1. Previous to the examination of the principal question presented in this cause, Ave shall dispose of that relating to the jurisdiction of the court. In Barney v. Frowner, 9 Ala. Rep. 901, the application for dower embraced several distinct parcels of land which had been sold by the husband, and we considered the general statutes on the subject of dower as not investing the orphans’ court with the jurisdiction to hear and determine such cases. We did not then advert to a statute passed in 1835, because our attention was not called beyond the general law. This statute would have produced no change in the conclusion upon that case, though the expressions then used with reference to the want of jurisdiction could have been appropriately qualified by showing the effect of the latter act. That is in these words: “ Whereas, doubts have arisen whether or not judges of the county courts could make decrees for the sale of real estate of deceased persons, and exercise other powers-in relation to the same at the terms of the county courts held in vacation, for remedy whereof, be it enacted, &c. that it Shall be lawful for the several judges in this State to hear and determine all applications for dower, as well as applications to sell the real estate of deceased persons, at any of the terms of said court.” If the intention of the declaratory act was to invest the orphans’ court with entire jurisdiction over all suits which may arise out of applications for dower, it certainly was a great omission not to provide the means for trying contested issues of fact; and even if this mean was provided, or could be called into existence by construction, the difficulty would remain of adjourning or continuing the cause from one fortnight to another until the cause was prepared for trial. Yet it is evident enough that some jurisdiction over the subject matter was intended. The preamble to the statute in our judgment furnishes the key to unlock its meaning. Doubts had arisen whether the judges of the county courts at the courts held in vacation could make decrees for the sale of real estate of deceased persons, and exercise other powers in relation to the same. Now, in no sense of the terms can real estate which one has sold in his lifetime be said to belong to his estate upon his death, and it is not to such estates the statute has reference. But lands of which
2. As the plaintiff in error presses for a decision of the principal question, and as that has been sufficiently argued, we proceed to pronounce our opinion upon it, as otherwise it may return in another suit. The only decision, to which our attention has been directed, holding a sheriff’s sale as destroying the right of the wife to dower is in Scott v. Croosdale, 1 Yeates, 75, S. C. 2 Dallas, 127. That seems to establish that in Pennsylvania the widow is dowable only of such lands as remain of the estate of her husband after payment of his debts.

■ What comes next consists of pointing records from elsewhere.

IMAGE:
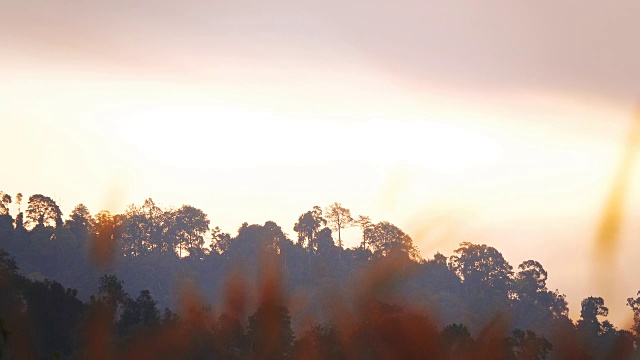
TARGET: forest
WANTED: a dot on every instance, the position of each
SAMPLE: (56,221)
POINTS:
(167,284)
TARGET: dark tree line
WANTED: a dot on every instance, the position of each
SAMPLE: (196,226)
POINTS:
(273,297)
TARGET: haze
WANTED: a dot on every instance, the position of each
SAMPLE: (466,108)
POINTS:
(495,122)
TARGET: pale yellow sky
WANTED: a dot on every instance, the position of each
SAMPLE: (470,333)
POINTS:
(501,123)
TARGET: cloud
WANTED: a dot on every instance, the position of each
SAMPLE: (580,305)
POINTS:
(499,45)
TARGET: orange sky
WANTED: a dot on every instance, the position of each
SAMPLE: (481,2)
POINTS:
(497,122)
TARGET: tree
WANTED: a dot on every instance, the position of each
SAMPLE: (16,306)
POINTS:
(104,239)
(190,225)
(43,211)
(220,241)
(634,304)
(527,345)
(142,311)
(386,238)
(81,223)
(19,200)
(308,225)
(364,222)
(5,200)
(339,218)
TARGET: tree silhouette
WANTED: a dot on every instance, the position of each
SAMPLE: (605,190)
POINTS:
(308,226)
(43,211)
(339,218)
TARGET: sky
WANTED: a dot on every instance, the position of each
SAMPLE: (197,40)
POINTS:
(492,122)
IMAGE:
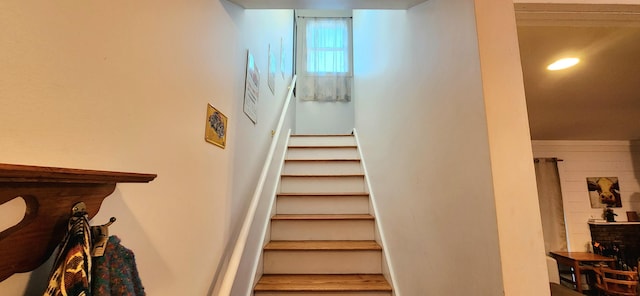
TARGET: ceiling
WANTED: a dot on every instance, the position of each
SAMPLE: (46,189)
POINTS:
(599,99)
(328,4)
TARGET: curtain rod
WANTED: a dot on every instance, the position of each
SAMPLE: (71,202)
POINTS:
(299,16)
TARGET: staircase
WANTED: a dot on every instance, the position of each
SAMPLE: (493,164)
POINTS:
(322,235)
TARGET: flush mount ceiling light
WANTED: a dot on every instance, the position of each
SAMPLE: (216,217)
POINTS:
(563,64)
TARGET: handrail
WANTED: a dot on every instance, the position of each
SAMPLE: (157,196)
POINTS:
(236,254)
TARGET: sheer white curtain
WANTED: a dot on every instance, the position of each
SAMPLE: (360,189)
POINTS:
(551,208)
(324,64)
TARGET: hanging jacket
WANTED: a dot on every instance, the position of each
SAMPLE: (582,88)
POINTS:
(71,274)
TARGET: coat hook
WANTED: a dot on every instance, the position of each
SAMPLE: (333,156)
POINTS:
(79,208)
(111,220)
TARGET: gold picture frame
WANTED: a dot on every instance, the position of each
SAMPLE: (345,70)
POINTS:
(215,131)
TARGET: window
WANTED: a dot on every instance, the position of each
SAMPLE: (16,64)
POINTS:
(324,58)
(327,45)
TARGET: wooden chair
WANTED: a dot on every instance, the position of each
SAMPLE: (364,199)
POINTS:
(616,282)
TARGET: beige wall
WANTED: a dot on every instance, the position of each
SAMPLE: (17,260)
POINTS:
(122,85)
(442,118)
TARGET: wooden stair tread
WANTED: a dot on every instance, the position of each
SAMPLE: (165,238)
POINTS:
(323,194)
(322,283)
(323,160)
(336,135)
(323,175)
(304,146)
(323,246)
(322,217)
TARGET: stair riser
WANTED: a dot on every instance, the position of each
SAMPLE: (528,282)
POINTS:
(322,153)
(322,168)
(322,230)
(322,262)
(322,184)
(322,205)
(322,294)
(322,141)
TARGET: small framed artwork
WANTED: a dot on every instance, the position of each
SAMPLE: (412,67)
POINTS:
(604,192)
(271,79)
(215,131)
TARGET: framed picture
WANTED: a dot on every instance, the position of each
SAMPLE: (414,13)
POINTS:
(215,131)
(271,80)
(604,192)
(282,57)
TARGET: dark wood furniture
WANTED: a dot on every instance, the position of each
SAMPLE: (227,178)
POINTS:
(613,282)
(49,194)
(578,262)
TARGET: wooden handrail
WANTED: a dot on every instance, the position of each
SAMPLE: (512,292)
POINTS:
(49,194)
(236,254)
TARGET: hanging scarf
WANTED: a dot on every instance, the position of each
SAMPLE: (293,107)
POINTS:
(71,275)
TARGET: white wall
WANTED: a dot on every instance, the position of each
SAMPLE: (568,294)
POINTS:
(516,199)
(124,86)
(582,159)
(324,118)
(421,120)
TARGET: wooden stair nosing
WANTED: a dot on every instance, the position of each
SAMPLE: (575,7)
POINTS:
(323,283)
(324,136)
(321,217)
(307,146)
(331,194)
(324,160)
(359,175)
(310,245)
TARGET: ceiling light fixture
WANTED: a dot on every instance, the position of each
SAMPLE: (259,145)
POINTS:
(563,64)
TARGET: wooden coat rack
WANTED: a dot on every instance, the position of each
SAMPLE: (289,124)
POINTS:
(49,194)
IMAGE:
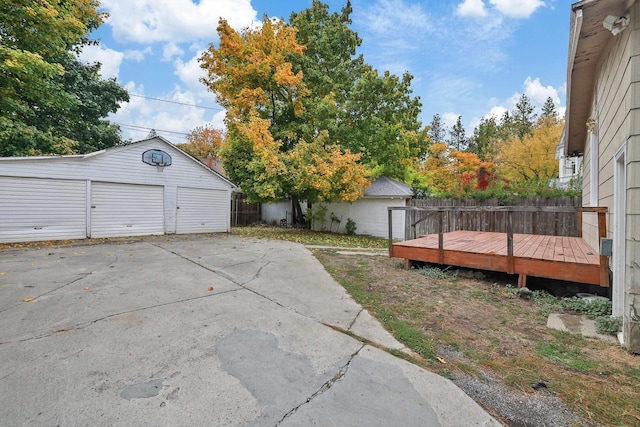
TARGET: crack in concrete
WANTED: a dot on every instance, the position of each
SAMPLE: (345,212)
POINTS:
(342,372)
(83,325)
(81,277)
(235,281)
(354,319)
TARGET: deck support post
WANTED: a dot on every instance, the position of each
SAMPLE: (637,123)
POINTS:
(390,243)
(510,261)
(522,281)
(440,239)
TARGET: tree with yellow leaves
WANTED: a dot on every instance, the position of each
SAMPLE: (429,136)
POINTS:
(252,75)
(204,141)
(530,160)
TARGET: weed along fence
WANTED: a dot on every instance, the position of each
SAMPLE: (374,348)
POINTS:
(243,212)
(508,250)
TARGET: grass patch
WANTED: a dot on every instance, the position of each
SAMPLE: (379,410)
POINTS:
(309,237)
(482,329)
(567,355)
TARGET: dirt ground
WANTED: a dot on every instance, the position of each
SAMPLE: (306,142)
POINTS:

The lands were sold under a levari facias against her husband’s executors, and the sale was held to take away her dower estate in the particular lands. But even in that State, it would seem that if the lands had been sold under a fi. fa. against her husband in his lifetime, the widow’s right would remain unaffected. This was held some three years after the decision of Scott v. Croosdale, in regard to an estate tail held by the husband, but sold under a fi. fa. against him. [Sharp v. Pettit, 1 Yeates, 339.] The rule is believed to be general in those States where the common law prevails, or where the common law right of dower is not materially changed by statute ; but the widow is dowable of all lands held during coverture by the husband under a legal seizin. In Ayer v. Spring, 9 Mass. 8, the land of which dower was demanded had been extended and sold under an execution, yet the widow was held dowable of its value at the time of the execution, though not of its increased value by reason of improvements made afterwards. In Embree v. Ellis, 2 Johns. 123, the lands were sold under fi. fa. against the husband, but this, so far from defeating the claim of the widow, was, coupled with his previous possession, the only title shown in him to support the dower estate. In Harrison v. Eldridge, 2 Halst. 392, the husband and wife both joined in a mortgage, and the land was afterwards sold by the creditor under a fi. fa. against the husband, but neither the gale nor the mortgage were considered as destroying the dower estate as against the purchaser. Other cases asserting the same principle, it is supposed could be found, but
Judgment reversed and cause remanded.